An 'Ill Wind' Could Be Spreading Disease Across the Pacific
Scientists say wind currents blowing out of northeastern China could be the main carriers of a mysterious childhood disease that was first identified in 1961 and can eventually lead to a fatal heart condition.
Research at the Kawasaki Disease Research Centre at the University of California suggests an airborne toxin in seasonal winds could be infecting children in Japan and as far away as Hawaii and California.
Kawasaki disease cases have been found to peak only when winds originate from a vast cereal-farming region in northeastern China.
High-altitude air samples taken downwind around Japan found a fungus called Candida, a member of the yeast family, was in the wind. It’s known to cause a wide range of human fungal infections worldwide.
Researchers believe something that has changed in agriculture or culture since World War II could be behind the new disease.
Kawasaki disease causes a rash and uncontrollable fever in the very young, who usually fully recover. But in about 25 percent of the cases, it can also lead to a coronary aneurysm, a life-threatening ballooning of the arteries that supply the heart, decades later.
“We're looking for something new that happened (in northeast China) after World War II,” Dr.
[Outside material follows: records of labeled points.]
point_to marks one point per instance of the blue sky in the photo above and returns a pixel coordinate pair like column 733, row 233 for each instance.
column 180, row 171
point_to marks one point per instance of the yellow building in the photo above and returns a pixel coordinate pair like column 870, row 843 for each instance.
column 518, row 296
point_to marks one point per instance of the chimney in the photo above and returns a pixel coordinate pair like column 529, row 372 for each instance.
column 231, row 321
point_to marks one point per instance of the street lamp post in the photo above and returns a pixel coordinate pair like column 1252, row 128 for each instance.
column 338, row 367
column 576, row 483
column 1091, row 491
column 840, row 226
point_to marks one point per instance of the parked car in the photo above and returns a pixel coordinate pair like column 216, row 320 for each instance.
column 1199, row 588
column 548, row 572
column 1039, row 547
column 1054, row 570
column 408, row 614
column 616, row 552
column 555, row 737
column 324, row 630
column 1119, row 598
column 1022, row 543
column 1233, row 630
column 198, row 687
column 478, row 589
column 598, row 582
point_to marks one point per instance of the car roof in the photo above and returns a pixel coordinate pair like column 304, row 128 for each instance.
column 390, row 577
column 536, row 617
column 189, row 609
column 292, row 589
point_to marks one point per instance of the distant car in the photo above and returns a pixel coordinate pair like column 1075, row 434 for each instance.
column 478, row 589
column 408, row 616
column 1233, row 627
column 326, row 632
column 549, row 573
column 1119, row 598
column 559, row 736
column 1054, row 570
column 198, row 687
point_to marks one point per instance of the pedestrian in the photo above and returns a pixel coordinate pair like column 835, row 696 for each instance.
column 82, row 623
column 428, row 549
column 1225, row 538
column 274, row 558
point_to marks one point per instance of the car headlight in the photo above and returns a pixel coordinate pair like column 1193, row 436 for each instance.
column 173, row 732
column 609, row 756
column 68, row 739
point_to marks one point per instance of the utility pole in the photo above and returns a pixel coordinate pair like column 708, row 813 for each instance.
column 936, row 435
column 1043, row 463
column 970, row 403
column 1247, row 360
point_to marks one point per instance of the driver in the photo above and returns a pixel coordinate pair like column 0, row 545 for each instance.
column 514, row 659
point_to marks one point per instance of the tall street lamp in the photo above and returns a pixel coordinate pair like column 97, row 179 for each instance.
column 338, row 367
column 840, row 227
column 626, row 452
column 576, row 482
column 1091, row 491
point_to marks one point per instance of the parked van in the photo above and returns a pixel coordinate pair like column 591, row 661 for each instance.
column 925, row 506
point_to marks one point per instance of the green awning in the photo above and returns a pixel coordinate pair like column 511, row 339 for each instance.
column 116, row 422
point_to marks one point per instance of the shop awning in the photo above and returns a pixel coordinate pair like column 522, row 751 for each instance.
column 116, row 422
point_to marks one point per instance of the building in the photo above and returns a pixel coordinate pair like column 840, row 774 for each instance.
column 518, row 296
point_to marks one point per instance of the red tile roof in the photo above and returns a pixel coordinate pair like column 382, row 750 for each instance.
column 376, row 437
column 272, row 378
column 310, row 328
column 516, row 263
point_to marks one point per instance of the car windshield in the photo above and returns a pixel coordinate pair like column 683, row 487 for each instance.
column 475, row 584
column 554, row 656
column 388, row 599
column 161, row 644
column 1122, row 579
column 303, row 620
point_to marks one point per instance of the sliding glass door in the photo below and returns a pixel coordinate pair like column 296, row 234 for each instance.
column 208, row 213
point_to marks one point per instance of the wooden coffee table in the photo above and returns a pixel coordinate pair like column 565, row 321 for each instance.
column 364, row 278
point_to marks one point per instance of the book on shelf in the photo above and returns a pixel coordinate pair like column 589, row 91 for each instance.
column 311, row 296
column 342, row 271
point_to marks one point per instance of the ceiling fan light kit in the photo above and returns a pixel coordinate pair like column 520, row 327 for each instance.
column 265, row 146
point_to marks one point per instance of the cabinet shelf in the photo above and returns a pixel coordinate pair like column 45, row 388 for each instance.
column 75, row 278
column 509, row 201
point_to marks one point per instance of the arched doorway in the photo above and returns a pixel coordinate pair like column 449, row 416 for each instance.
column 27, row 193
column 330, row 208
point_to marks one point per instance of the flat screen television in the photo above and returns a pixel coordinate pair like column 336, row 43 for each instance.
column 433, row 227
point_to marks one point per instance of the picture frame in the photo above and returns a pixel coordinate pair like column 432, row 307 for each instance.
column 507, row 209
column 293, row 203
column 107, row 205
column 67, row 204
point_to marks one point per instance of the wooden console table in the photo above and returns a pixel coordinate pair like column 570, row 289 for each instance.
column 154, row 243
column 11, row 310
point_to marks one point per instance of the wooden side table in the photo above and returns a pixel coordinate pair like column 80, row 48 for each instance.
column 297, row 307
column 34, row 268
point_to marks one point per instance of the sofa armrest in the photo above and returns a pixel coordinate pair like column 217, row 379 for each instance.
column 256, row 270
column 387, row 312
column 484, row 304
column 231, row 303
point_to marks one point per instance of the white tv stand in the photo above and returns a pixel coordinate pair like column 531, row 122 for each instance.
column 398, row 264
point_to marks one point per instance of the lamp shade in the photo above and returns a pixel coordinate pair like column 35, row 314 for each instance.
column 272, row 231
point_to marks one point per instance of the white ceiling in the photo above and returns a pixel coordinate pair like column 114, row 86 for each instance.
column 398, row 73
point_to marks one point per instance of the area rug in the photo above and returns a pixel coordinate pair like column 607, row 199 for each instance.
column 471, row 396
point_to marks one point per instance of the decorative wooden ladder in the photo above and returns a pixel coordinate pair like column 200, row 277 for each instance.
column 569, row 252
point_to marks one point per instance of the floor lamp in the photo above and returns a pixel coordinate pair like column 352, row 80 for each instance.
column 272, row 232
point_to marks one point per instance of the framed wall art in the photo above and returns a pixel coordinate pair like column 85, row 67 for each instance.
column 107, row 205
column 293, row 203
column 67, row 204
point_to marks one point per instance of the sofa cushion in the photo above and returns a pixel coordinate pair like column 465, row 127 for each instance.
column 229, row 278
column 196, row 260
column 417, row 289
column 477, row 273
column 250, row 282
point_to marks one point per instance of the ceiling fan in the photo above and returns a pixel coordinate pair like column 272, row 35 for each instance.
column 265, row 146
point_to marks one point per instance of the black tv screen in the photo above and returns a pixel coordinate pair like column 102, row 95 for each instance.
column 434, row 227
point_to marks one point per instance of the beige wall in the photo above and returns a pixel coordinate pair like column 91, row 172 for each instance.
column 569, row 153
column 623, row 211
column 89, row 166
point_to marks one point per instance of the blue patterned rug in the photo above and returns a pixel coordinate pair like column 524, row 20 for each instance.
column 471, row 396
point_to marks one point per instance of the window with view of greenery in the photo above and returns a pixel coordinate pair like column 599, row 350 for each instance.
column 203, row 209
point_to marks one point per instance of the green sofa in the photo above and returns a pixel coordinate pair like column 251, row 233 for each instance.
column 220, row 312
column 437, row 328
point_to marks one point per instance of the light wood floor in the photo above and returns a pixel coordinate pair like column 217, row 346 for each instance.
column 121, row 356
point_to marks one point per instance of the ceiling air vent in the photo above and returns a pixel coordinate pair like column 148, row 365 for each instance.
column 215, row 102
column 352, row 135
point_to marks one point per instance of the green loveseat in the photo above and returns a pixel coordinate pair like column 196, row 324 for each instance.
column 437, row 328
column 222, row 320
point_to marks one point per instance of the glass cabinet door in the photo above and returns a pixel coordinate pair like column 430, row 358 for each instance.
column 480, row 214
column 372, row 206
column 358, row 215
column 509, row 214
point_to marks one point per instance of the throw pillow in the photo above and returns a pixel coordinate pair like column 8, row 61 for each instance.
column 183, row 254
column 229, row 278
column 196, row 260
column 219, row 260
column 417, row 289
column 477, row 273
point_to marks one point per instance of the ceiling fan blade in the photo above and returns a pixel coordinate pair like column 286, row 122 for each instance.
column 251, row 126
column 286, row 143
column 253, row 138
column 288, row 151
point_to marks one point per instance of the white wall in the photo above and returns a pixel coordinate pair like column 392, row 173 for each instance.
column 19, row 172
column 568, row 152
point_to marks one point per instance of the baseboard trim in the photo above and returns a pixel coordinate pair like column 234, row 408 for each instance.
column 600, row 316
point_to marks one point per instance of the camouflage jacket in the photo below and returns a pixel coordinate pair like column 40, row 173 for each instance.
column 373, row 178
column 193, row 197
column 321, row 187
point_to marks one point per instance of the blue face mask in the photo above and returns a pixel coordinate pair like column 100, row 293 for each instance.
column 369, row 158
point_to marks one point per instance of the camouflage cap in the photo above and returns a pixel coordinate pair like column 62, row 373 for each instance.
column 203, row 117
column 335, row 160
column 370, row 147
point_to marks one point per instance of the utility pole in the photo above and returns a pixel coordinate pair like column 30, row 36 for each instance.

Jane Burns, who is the Director of Paediatrics at the centre, told San Diego’s XETV. “A lot of changes in the agriculture; a lot of cultural changes during that time.” She added that there is no other example of something traveling across an ocean and making people sick.
Kawasaki disease causes a rash and uncontrollable fever in the very young, who usually fully recover. Children with a genetic predisposition to the disease need only to inhale the pathogen once to manifest symptoms within 24 hours.
About 100 cases of Kawasaki disease are reported in San Diego alone each year, but the highest number of children infected is in Japan.